Like Oscar Pistorius, Dan Greaves has been on both sides of the fence. Indeed, the Leicestershire man set out as a discus thrower in able-bodied competition long before he discovered that he was eligible for Paralympic events – as a sufferer of the foot deformity talipes.
Unlike the trailblazing South African Blade Runner, Greaves did not quite make it to Olympic level but he did win a GB Under-20 vest in 2001, competing in a junior international match against the United States at Stoke. "We had a pretty loaded junior team back then," he recalled. "Goldie Sayers was in the javelin. And I remember Mo Farah running too."
Indeed, the records show that "Mohamed Farah", the future Olympic 5,000m and 10,000m champion, won the 3,000m at the Northwood Stadium in Stoke that day, clocking 8min 20.35sec. Sayers won the javelin with 52.74m and Greaves finished fourth in the discus with a throw of 43.20m.
Eleven years on, the pride of Charnwood Athletic Club is attempting to follow in the footsteps of his former GB junior team-mate as a home gold medal winner at London 2012. Greaves will be throwing for gold in the F44 discus category at the Paralympics.
At 29, he has a complete set of medals from the last three Paralympic Games, having won silver in Sydney in 2000, gold in Athens in 2004 and bronze in Beijing in 2008. He was already a Paralympian when he teamed up with Farah, Sayers and Co in Stoke in 2001 – an accidental Paralympian, it has to be said.
"Yeah, back in the day, I started out in able-bodied athletics, right from school sports," Greaves reflected. "I did the English Schools Championships and the AAA U-15 and U-17 Championships. I was always ranked in the top five in the country.
"I came up in the same age-group as the likes of Mark Lewis-Francis, Chris Lambert, Goldie Sayers and Nick Buckfield. And Mo. I can remember watching him running the 5,000m at the AAA Under-20s when I was on the podium getting my silver medal.
"That was in 2001. I progressed up to second in the UK and that's why I got my GB able-bodied vest.
"By then, I had competed in the Paralympics in Sydney. I had a friend who worked in disability sport and he said, 'Look, you could be eligible.' I didn't realise I could compete in a disability rank but I learnt a lot about the Paralympic movement and the sport in general and I went for classification.
"They said, 'Look, this is your target distance for the year.' I threw that and they selected me for Sydney. That was the start of my Paralympic career.

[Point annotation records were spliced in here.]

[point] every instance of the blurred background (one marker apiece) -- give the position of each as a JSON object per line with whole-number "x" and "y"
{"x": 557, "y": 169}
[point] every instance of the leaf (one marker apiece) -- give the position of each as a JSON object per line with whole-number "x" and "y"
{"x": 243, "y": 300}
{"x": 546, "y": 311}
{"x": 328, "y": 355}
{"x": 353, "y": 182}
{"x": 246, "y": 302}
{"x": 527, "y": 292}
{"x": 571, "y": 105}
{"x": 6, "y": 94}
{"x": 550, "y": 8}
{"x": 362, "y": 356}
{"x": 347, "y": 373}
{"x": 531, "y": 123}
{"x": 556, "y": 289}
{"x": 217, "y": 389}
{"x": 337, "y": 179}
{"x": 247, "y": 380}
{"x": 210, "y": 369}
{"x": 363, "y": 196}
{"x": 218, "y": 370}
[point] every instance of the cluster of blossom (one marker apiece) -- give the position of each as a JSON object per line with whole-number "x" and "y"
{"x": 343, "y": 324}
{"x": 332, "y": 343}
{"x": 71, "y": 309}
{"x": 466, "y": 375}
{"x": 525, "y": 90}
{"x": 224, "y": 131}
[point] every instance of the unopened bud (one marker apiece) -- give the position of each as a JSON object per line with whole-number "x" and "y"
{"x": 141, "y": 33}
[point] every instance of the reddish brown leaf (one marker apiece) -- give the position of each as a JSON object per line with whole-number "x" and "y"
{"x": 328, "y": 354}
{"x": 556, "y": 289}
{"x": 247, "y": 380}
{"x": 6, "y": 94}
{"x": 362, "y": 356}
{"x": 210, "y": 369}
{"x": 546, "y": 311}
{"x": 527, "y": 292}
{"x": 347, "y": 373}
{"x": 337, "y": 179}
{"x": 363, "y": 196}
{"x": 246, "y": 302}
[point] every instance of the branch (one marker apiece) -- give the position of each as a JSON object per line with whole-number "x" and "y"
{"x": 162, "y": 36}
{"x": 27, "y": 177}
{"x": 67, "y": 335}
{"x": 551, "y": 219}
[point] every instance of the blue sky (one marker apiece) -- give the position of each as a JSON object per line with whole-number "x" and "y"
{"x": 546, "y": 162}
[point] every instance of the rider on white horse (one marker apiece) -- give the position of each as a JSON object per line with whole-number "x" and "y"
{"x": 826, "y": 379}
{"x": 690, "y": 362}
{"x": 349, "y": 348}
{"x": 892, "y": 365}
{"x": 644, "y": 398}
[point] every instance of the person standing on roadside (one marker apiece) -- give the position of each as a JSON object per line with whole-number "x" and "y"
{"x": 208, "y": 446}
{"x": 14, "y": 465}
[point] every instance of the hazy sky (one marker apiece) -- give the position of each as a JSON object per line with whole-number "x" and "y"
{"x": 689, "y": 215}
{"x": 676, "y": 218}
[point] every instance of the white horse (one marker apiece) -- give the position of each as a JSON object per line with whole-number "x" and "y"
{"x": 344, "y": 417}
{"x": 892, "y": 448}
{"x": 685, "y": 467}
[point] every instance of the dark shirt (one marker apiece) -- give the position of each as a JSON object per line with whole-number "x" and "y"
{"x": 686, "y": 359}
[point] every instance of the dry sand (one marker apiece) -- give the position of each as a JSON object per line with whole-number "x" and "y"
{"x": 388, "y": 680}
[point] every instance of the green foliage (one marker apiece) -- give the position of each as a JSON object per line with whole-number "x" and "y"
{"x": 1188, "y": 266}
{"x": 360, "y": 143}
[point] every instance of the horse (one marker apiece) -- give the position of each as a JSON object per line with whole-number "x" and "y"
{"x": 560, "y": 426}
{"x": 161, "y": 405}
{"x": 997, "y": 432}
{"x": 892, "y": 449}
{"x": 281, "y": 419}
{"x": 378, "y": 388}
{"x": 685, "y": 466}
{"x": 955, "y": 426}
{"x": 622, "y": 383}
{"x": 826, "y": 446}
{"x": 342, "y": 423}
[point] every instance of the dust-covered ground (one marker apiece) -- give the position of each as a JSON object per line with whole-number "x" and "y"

"I got the able-bodied Under-20 vest a year later and I was the first Paralympian to compete in an able-bodied international for Britain. It was quite an achievement to be the first person to cross that divide."
Greaves still turns out in able-bodied league competition for the Loughborough-based Charnwood club, but sparingly so these days. "There are two different weights of implement involved," he said. "The able-bodied weight is a 2kg discus and the discus for Paralympic competition is 1.5kg.
"We have toned down training with the 2kg discus because it disrupts my timing with the 1.5kg one. But when I'm not preparing for a major competition it's good to compete for Charnwood in the men's leagues. I do like to help the team out. It's good fun."
Having straddled both sides of the fence, "Discus Dan", as he is known, is well placed to offer a perspective on where Paralympic sport stands in the general sporting scheme of things.
"My passion now is obviously as a Paralympian," he said, "but I still throw against able-bodied competitors and I've got so many friends who are able-bodied competitors. I'm fortunate enough that I can throw on both sides and I don't see any distinction between the two.
"Obviously, someone with a more severe disability can't access those able-bodied events and would probably see it as a bigger divide. But I think we are closing the gap now.
"The ticket sales that we've got for this Paralympic Games is the most ever, so hopefully we can change perception. It would be good to get some more crowds to our events in the future and really push the movement on.
"People are intrigued about all these different sports that they can get into it. And it's going to give a lot more people greater access to the sport in the future.
"That's part and parcel of our legacy: to bring through the next crop of young sports people with a disability and give them a chance to compete in general, as well as a chance to try to make the level that we're at."